Das beste Beispiel hierfür sind Schulranzen. Diese werden meist von den Großeltern zur Einschulung geschenkt. Hier wird dann meist nach dem Preis entschieden. Dass häufig so manches Modell dabei ist, das zum Beispiel ein unpraktisches Tragesystem hat, spielt dann gar keine Rolle.
Das liegt daran, dass wir uns nicht mehr erinnern, was wir uns als Kind gewünscht haben. Das ist jetzt ein ziemlicher Anspruch, den ich da erhebe, weil mir dieses Erinnern als Kinderchirurg sehr leicht fallen muss. Aber wenn wir etwas für Kinder schaffen, sollten wir uns daran erinnern, was wir uns als Kinder gewünscht hätten – zum Beispiel von einem guten Schuh.
Eine Reise durch die Zeit
Ich möchte Euch mitnehmen, auf eine Erinnerungsreise in die Kindheit. Wir werden sehr schnell feststellen, dass das gar nicht so leicht ist. Wenn wir mit Mama Schuhe kaufen waren, dann spielte zunächst die Optik eine große Rolle.
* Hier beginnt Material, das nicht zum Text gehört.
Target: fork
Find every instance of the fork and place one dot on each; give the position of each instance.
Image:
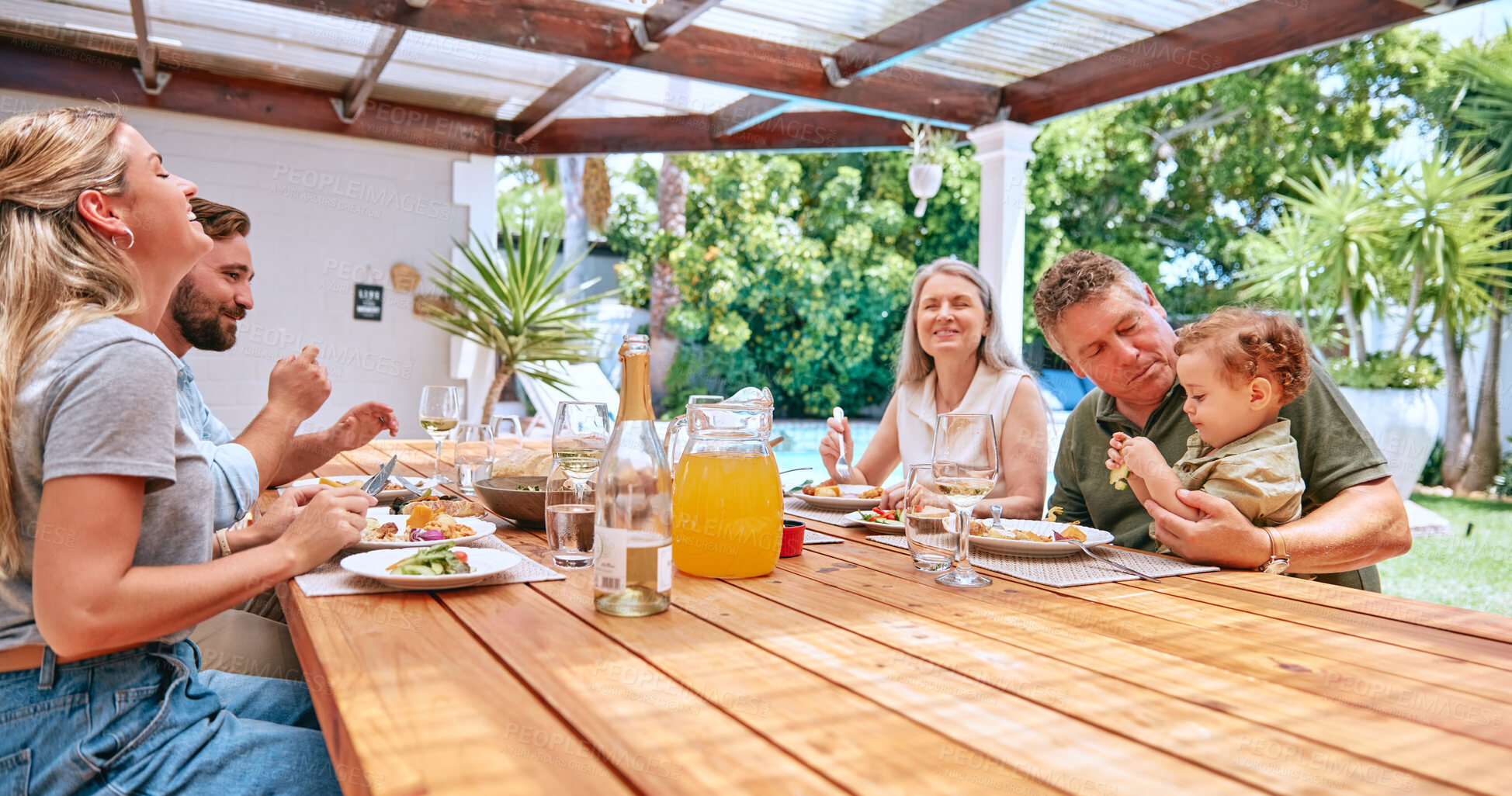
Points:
(1110, 562)
(843, 464)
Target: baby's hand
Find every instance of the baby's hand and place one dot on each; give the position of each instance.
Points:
(1116, 451)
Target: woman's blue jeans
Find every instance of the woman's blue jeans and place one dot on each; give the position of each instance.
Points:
(148, 721)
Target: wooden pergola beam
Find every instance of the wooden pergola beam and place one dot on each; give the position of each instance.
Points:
(49, 68)
(744, 113)
(145, 50)
(557, 99)
(1247, 35)
(832, 130)
(933, 26)
(670, 17)
(590, 32)
(355, 97)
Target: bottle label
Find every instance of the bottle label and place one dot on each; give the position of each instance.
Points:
(664, 568)
(610, 552)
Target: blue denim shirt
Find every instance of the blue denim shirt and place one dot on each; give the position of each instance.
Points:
(233, 467)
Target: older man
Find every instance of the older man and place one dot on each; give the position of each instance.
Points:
(1108, 327)
(203, 314)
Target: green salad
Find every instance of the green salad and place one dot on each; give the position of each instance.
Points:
(433, 561)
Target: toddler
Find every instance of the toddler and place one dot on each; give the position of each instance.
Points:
(1239, 369)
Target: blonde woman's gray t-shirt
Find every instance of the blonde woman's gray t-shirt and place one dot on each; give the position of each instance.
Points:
(105, 403)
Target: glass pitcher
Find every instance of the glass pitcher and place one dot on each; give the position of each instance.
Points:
(727, 505)
(676, 438)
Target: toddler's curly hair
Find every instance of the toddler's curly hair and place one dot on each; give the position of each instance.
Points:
(1252, 343)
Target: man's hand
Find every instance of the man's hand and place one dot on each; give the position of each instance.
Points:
(1222, 537)
(300, 384)
(360, 425)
Das Ganze spielte sich dann meist folgendermaßen ab: Der rosa Schuh wird sicherlich für Lieschen ganz toll sein, bei Kevin aber fürchterlich drücken. Dann war es wichtig, dass man in dem Schuh rennen kann. Als Kind rennt man schließlich gerne. Ich beobachte immer wieder, wie Kinder im Schuhladen rennen. Das ist allerdings nur ein Ausdruck der Bewegungsfreude von Kindern. Außerdem sollten die Schuhe bequem sein. Sie sollten sich am besten schön weich anfühlen. Ein bisschen wie Sneaker und natürlich leicht sollten sie sein.
Bei uns war es dann auch noch so, dass die Kinder mit Klettverschlussschuhen die Looser waren, weil sie sich die Schuhe nicht binden konnten oder nicht wollten. Das ist heute eher umgekehrt. Außerdem will man draußen klettern und rumräubern, was impliziert, dass der Schuh eine gute flexible Sohle haben sollte. Lässt man dann noch ein wenig „große Leute“-Wissen in die Entwicklung einfließen, dann kommen ganz tolle Schuhe heraus, die es eigentlich so gar nicht geben dürfte …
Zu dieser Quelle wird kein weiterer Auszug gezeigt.